A grocery store sells sliced cheddar cheese by weight. The relationship between the amount of cheddar cheese in pounds, x, and the total cost in dollars of the sliced cheddar cheese, y, is represented by the graph below.
What is the constant of proportionality as shown in the graph?
0
Number of Pounds
Total Cost (in dollars)
x
y
0
Number of Pounds
Total Cost (in dollars)
(6 , 24)
6
18
24
4
The constant of proportionality is found by determining the ratio of the change in the y-values to the change in the x-values. In this case, the change in y-values is 24 - 18 = 6 and the change in x-values is 6 - 0 = 6.
Therefore, the constant of proportionality is 6/6 = 1.

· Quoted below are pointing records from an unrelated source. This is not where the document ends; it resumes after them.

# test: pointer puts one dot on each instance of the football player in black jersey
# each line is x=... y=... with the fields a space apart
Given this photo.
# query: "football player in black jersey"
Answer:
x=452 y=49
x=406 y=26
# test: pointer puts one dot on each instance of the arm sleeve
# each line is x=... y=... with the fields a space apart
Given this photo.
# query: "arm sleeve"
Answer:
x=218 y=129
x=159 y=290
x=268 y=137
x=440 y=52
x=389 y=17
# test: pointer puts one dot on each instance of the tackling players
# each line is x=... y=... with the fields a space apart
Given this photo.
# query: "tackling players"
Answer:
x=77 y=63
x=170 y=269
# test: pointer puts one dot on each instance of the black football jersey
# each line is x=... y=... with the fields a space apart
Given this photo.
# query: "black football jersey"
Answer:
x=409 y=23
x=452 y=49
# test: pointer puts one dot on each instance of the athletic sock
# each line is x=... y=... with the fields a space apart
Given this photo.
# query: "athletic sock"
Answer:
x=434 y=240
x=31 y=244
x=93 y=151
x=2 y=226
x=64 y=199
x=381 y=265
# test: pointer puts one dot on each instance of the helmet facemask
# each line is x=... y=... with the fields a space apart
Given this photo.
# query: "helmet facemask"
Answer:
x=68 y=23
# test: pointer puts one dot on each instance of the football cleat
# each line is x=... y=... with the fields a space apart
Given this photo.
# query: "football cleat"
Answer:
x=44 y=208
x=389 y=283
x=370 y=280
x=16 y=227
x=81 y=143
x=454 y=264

To find the constant of proportionality, we need to determine the ratio between the change in the total cost and the change in the number of pounds.

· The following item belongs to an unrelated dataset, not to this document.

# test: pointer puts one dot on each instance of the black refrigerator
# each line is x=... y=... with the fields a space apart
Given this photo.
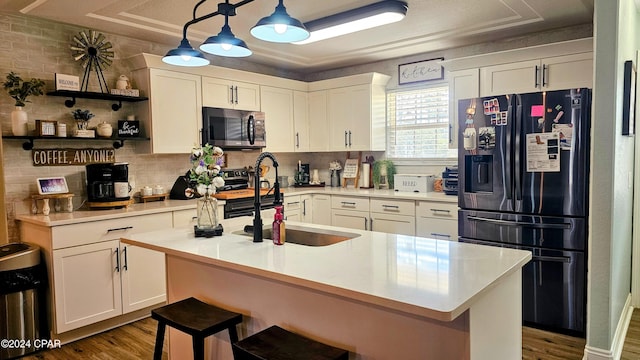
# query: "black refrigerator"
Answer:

From the graph, the total cost increases by $24 when the number of pounds increases by 6. So, the change in the total cost is $24 and the change in the number of pounds is 6.
The constant of proportionality (k) is given by:
k = (change in y) / (change in x)
k = ($24) / (6 pounds)
k = $4 / pound
Therefore, the constant of proportionality is $4 per pound.
To find the constant of proportionality from the graph, we need to calculate the slope of the line that represents the relationship between the amount of cheddar cheese in pounds, x, and the total cost in dollars of the sliced cheddar cheese, y.
The equation for slope is:
slope = (change in y) / (change in x)
In this case, we can calculate the slope by choosing two points on the line.
From the given graph, we can see that the coordinates of two points are (0, 0) and (6, 24).
Using these coordinates, the change in y is 24 - 0 = 24, and the change in x is 6 - 0 = 6.
Therefore, the slope or the constant of proportionality can be calculated as:
slope = (24 - 0) / (6 - 0) = 24 / 6 = 4
Hence, the constant of proportionality as shown in the graph is 4.